ということはつまり、戦後、この病院の処置についてはウィリアム将軍が一手に担っていたはずだ。
彼でなければ手を出せない建物。
その建物を焼き払うことで国政会議が決定を下した。もしこれが、将軍の意向を無視して下された命令ならば、彼はビスコと実験データを安全なところに移しただろう。
だが将軍は建物の中にまだビスコが居ると言っていた。それに、俺たちという外部組織にゾンビ駆逐の依頼を出したことも気にかかる。
いつもなら歩き回りながら考えるのだが、今はそれが出来ないので、苛々と貧乏ゆすりをしながら考える。
つまり……今回のI国の作戦は、将軍が「焼き払う」ことに同意したために決定した?
ゾンビの駆逐を軍がやってしまうと、自分がこっそりビスコを援助していたことが露見してしまう。だが外部組織に依頼しなければいけないほど、事態は深刻だった。ということは、この建物の内部で起こっていることが、もはや将軍の手には余る事態になっていたということか?
「……ビスコに何があったんだ」
俺の疑問は、我知らず小さな呟きとなって外に漏れていた。
その場の全員の視線が、一斉に俺に注がれて思わず怯んでしまう。特に将軍は初めて俺に気づいたかのように、ギョロ目で凝視してくるので腰が逃げそうになった。

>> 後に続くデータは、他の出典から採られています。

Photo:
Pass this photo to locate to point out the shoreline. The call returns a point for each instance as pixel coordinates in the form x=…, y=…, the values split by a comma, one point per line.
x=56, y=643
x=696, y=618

不安げに隊員たちの顔を見回すと、隊長が俺を見ながら頷いた。
相変わらず無表情で無言のままだったけれど、何だか励まされたように感じた俺は、口を開くために気合を入れなおした。
声が震えないように、一言ずつしっかりと発する。
「将軍。戦後から今までずっと実験を続けてきたビスコに、何があったのですか? 今になって俺たちに依頼を出すほど問題化したゾンビたち。そして貴方はビスコもろとも、この病院を焼き払うことに同意した。彼に……そしてこの病院に、何が起こったのですか」
俺の問いに将軍の目が見開かれた。その顔から血の気が引いていく。
思い出したくもない事実を、思い出してしまった……そんな顔で自分の掌に視線を落とした将軍は、その口から掠れた声を絞り出した。

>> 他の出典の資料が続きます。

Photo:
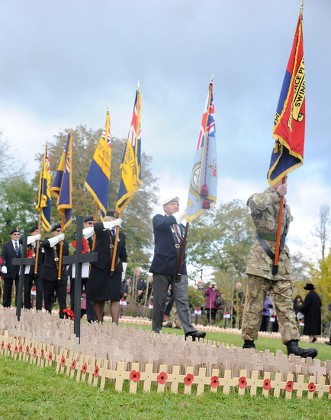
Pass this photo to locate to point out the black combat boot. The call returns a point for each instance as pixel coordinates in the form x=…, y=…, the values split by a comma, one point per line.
x=293, y=348
x=248, y=344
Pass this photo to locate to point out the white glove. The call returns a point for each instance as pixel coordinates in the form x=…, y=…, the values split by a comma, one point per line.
x=112, y=224
x=33, y=239
x=88, y=232
x=179, y=216
x=54, y=241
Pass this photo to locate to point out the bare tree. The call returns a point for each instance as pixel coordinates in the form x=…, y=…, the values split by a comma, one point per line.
x=8, y=163
x=323, y=228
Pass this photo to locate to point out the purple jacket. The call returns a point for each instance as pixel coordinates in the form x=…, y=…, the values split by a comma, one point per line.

「ビスコが……彼が、ゾンビになってしまったのだ……」
***
「ビスコがゾンビに?」
「ああ。私は定期的にビスコに会いに来ていた。食料や実験材料を持ち込むためであったり、純粋に様子を見るためであったり。会えば二言三言、他愛も無い会話をしたものだ。だが、しばらく前のことだ。いつものようにここに来た私は、突然、ビスコに襲われた。思わず反撃してしまったのは身体に染み付いた条件反射のせいだ。すぐに私は親友を撃ってしまったことに狼狽した。しかし……彼は死ななかったのだ」
青ざめ、わなわなと震える将軍。
「そして病院内に居たゾンビたちが次々に私を襲ってきた。私はここから逃げ出しながら、急に悟ったのだ。彼は……ビスコは自らゾンビになってしまったのだと」
自らゾンビ化する----それはよほどの執念を抱いて死んだ人間が、稀に引き起こす現象。
確かにビスコは娘の復活に対して異常なまでの執着を見せていた。彼が自分の死期を悟り、自分の肉体を死屍化させ、ゾンビになった……あり得ない話ではない。
だがそれならば、将軍を襲う理由は何だ?
「なぜビスコはゾンビになってしまったんだ?」
両手に顔を埋めて俯いてしまった将軍を見ながら、隊長が静かに聞いた。
肩を震わせる将軍の指の隙間から、涙が一粒、顎に伝って落ちる。
しばらくして顔半分を両手の上に覗かせた将軍の目元は赤くなっていた。